Le gouvernement a également mis en place des mesures techniques pour éviter les couacs du passé, notamment la panne du système électronique de registre des électeurs qui avait entaché la fin du scrutin de 2023, forçant une prolongation des horaires de vote. Cette fois, tout doit être parfait. Des bureaux de vote ont été installés près de la frontière pour faciliter le vote des Hongkongais résidant sur le continent, un réservoir de voix traditionnellement favorable à Pékin. L'objectif non avoué est de franchir la barre symbolique des 30 %, ou du moins, de ne pas faire pire que lors du désastre des élections de district. Tout chiffre supérieur sera présenté par les médias d'État comme une preuve de la "confiance du public" et du succès de la "démocratie aux caractéristiques de Hong Kong".

Paradoxalement, une participation trop faible placerait les élus dans une position délicate.

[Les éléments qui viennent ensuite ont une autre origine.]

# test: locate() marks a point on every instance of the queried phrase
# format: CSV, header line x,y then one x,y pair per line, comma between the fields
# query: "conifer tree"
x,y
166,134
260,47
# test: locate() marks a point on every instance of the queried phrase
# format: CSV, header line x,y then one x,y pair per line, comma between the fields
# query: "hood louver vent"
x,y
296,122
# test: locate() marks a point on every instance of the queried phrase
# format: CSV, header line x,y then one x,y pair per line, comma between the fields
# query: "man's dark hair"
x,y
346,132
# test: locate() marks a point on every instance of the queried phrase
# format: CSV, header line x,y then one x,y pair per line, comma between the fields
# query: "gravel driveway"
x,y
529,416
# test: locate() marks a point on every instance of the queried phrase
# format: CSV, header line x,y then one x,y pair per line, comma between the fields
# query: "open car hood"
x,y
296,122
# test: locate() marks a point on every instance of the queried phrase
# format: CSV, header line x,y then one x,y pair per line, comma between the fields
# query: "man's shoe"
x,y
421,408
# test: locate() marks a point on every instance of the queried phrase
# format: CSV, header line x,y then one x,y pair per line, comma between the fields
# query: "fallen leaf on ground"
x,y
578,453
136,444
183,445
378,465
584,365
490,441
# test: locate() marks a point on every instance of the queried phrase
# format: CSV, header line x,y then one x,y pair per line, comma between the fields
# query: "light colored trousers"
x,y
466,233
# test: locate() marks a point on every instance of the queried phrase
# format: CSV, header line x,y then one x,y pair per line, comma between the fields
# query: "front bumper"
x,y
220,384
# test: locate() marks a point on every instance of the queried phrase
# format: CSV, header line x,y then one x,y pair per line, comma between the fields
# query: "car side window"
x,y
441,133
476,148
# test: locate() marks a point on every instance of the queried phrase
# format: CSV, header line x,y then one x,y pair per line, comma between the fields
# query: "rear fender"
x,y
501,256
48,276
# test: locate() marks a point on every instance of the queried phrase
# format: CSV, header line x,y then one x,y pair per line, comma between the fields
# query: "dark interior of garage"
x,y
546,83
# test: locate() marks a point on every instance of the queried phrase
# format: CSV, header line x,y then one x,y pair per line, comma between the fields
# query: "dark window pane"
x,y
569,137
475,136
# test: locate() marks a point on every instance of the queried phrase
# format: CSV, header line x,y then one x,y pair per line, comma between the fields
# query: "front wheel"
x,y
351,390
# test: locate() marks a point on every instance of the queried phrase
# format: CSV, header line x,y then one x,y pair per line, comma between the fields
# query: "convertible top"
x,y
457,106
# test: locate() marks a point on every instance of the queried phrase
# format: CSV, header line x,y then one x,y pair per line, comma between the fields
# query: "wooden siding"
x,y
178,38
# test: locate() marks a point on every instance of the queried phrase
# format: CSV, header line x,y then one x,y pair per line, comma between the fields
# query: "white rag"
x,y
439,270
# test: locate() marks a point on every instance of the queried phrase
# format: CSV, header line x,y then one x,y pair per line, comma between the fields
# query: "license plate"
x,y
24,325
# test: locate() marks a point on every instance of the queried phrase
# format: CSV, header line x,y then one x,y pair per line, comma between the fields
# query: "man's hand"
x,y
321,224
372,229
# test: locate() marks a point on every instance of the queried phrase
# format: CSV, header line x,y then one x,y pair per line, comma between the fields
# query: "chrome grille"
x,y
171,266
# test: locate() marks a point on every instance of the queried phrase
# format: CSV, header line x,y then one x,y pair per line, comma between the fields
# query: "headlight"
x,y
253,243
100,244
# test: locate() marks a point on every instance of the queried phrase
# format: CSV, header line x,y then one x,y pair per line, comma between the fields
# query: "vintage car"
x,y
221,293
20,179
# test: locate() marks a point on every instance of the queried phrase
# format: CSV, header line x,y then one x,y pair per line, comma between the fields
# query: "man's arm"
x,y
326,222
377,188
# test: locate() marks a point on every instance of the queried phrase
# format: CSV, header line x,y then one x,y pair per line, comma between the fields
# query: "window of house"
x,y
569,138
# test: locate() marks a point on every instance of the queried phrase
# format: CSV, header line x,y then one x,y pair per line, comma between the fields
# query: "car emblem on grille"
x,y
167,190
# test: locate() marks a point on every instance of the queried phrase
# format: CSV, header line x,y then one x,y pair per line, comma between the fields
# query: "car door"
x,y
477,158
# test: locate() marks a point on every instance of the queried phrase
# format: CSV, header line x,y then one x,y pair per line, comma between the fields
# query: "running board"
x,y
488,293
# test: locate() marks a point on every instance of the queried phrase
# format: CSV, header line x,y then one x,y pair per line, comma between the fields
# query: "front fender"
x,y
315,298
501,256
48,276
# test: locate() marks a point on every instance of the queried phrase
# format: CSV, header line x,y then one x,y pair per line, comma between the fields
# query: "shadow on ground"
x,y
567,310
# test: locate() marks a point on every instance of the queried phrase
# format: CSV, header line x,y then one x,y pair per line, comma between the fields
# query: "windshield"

Avec un mandat conféré par une minorité de la population, leur capacité à faire accepter des politiques impopulaires – augmentations de taxes, réformes des services publics – serait fragilisée. Ils seraient des législateurs légaux, mais sans ancrage populaire réel. C'est le dilemme de ce système "Patriots Only" : en éliminant la compétition, il a éliminé l'intérêt. Le dimanche soir, lorsque les urnes seront scellées, les regards se tourneront vers les écrans non pas pour voir qui a gagné, mais pour voir combien de personnes ont pris la peine de jouer le jeu. Dans le silence des bureaux de vote à moitié vides pourrait résonner le bruit le plus assourdissant de cette élection : celui de l'indifférence d'un peuple qui a tourné la page, non par adhésion, mais par résignation. Hong Kong vote, mais son cœur n'y est plus.